Au final, la seule alternative à l'incommunicabilité des archives est l’introduction de longs délais, éventuellement révisables. Mais réviser des délais périodiquement sur une période longue de centaines d'années ne revient-il pas à ne pas communiquer des archives ?
Bonjour,
RépondreSupprimerDès lors que les informations sont obsolètes au niveau Défense Nationale depuis disons 10 ans quel intérêt y-a-t-il à bloquer le communication?
Tous ces documents devraient être directement aux AN et nulle part ailleurs on serait déjà un peu plus sûr que la même règle s'applique à tous.
Les sites nucléaires civils ont sait où ils sont donc pourquoi les cacher? Absurde.
Les lieux de stockage des armes nucléaires sont déjà beaucoup moins connus et là une libération des données concernant un site désaffecté depuis 30 ans (pe) ne peut en aucun cas gêné le pourquoi la protection avait été mise, donc protection pipot!

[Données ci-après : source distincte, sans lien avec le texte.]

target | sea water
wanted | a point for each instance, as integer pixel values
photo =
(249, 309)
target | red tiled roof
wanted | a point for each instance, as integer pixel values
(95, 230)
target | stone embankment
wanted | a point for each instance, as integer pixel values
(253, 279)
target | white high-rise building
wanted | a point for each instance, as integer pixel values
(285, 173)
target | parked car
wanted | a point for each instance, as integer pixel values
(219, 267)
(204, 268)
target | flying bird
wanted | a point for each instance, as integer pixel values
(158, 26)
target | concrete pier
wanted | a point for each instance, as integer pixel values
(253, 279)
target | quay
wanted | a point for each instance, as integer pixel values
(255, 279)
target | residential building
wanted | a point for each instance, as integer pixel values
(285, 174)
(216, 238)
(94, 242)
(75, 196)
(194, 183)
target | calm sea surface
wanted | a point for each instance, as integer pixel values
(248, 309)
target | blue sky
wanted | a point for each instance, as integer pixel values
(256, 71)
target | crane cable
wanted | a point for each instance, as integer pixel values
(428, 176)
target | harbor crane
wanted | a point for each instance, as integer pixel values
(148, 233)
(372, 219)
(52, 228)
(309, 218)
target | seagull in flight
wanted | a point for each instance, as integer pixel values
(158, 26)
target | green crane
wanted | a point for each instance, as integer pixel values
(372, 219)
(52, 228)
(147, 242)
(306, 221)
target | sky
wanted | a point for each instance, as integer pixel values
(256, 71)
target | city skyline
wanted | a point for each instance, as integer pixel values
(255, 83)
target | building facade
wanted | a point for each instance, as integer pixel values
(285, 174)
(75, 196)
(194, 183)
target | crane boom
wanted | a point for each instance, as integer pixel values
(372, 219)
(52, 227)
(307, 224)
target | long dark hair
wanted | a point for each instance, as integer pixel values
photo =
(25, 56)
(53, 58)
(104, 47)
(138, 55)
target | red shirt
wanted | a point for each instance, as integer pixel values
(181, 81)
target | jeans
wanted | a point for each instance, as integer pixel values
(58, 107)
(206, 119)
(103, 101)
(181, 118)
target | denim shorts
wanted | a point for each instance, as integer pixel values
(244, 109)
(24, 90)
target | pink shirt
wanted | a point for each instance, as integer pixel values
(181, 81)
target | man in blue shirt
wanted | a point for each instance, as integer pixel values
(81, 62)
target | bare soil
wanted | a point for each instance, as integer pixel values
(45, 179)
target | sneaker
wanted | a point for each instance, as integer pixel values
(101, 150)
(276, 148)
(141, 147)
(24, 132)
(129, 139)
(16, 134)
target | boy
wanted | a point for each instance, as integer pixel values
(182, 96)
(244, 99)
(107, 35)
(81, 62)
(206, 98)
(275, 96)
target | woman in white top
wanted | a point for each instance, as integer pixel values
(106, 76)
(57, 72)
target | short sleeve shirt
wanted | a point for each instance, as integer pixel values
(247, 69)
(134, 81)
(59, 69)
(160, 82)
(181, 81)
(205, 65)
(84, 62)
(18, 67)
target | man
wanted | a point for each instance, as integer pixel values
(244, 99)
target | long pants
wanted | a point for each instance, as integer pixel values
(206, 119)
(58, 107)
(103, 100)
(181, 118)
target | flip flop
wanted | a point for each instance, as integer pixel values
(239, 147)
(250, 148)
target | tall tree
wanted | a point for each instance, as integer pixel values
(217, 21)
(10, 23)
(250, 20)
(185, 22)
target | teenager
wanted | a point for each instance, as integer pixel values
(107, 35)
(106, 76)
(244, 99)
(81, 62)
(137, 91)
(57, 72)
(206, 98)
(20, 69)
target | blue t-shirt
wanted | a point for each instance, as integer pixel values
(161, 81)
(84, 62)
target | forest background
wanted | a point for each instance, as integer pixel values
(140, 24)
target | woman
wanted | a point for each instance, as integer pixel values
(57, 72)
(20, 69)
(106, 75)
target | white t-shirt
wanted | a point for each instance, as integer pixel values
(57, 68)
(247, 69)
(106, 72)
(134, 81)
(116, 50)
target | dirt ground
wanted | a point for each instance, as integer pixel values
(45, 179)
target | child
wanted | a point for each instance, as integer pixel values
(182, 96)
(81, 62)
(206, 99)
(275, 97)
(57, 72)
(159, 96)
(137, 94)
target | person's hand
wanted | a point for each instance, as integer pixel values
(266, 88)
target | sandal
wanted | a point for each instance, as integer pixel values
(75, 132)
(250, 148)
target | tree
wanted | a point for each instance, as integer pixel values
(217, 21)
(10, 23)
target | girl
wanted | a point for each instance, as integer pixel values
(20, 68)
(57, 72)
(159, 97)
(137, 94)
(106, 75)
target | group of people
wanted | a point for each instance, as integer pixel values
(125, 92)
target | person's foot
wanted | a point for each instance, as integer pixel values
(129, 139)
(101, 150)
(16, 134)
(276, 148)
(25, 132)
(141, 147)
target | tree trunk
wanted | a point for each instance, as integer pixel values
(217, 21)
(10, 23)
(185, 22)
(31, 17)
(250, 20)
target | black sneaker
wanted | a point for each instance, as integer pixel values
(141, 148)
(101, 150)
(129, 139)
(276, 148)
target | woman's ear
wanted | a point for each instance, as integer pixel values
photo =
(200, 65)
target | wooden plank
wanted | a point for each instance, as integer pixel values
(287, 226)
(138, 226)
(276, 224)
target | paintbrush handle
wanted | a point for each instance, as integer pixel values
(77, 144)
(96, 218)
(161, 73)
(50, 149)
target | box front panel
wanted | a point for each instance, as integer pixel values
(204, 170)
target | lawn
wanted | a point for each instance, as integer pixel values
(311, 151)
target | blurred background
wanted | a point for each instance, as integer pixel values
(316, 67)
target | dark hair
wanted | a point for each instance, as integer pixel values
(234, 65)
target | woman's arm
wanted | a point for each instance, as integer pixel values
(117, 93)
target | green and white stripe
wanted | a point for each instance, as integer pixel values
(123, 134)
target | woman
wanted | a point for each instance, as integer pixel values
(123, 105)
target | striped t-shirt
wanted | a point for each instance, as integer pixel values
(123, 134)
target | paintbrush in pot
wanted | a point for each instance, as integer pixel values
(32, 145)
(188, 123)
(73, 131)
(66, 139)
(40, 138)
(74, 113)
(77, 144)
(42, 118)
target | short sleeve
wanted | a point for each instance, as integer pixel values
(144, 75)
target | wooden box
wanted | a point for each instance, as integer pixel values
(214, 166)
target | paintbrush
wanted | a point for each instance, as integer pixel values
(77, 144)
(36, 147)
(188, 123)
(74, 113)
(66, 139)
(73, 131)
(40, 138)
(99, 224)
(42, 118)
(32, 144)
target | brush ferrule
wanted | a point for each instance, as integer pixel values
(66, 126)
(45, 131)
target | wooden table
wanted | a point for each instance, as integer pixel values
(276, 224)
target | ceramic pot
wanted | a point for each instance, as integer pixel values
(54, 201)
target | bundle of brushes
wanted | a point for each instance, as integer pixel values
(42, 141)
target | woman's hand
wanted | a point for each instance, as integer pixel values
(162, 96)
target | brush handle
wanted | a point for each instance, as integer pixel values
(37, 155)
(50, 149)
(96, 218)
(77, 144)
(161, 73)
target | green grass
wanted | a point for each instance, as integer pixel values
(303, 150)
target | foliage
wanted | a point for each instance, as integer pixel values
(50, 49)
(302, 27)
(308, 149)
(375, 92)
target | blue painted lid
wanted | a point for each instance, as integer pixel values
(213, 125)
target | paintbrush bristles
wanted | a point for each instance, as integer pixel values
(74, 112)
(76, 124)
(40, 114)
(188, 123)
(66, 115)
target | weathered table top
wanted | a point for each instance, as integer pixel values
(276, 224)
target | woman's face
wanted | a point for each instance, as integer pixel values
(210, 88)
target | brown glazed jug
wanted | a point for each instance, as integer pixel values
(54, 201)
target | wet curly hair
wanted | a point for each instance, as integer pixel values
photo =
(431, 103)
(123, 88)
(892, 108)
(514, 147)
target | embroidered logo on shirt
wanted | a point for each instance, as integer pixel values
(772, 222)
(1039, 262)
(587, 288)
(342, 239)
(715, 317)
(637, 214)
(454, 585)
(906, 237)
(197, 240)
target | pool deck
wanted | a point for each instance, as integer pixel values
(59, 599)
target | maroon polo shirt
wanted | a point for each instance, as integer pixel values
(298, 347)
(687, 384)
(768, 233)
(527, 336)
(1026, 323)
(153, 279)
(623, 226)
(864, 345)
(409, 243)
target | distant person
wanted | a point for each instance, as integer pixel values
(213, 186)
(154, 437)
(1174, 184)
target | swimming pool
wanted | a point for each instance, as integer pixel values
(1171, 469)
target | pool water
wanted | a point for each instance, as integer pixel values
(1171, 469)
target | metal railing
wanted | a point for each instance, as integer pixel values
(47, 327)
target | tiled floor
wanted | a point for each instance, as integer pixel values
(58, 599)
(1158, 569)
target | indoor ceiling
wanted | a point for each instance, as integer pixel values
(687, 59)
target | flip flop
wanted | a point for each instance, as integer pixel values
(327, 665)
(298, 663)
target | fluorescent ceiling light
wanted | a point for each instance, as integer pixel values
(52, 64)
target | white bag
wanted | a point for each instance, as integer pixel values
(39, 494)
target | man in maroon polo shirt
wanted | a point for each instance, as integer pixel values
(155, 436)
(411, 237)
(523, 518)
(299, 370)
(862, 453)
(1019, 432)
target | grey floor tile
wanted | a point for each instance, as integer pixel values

Par contre le mode d'emploi pour faire la bombe, là oui la protection peut être quasi permanente.
Amitiés
Les documents concernant la Défense n'iront jamais aux AN car ils sont conservés par le Service Historique de la Défense à Vincennes.
RépondreSupprimerLe Code du patrimoine ne parle pas du nucléaire civil, mais comme c'est précisé dans l'article, des archives publiques [...] permettant de concevoir, fabriquer, utiliser ou localiser des armes nucléaires, biologiques, chimiques. Il n'y a aucune mesure d’incommunicabilité concernant la localisation des sites nucléaires civils.
Enfin, il n'existe pas un "petit guide pratique pour fabriquer une bombe nucléaire"... Une information concernant la dissuasion nucléaire ne devient pas obsolète au bout de dix ans. Il y a tout un tas de pays/organisations qui seraient très contents de pouvoir mettre la main sur nos plans de fabrication d'il y a 30 ans, même s'ils sont pour nous obsolètes.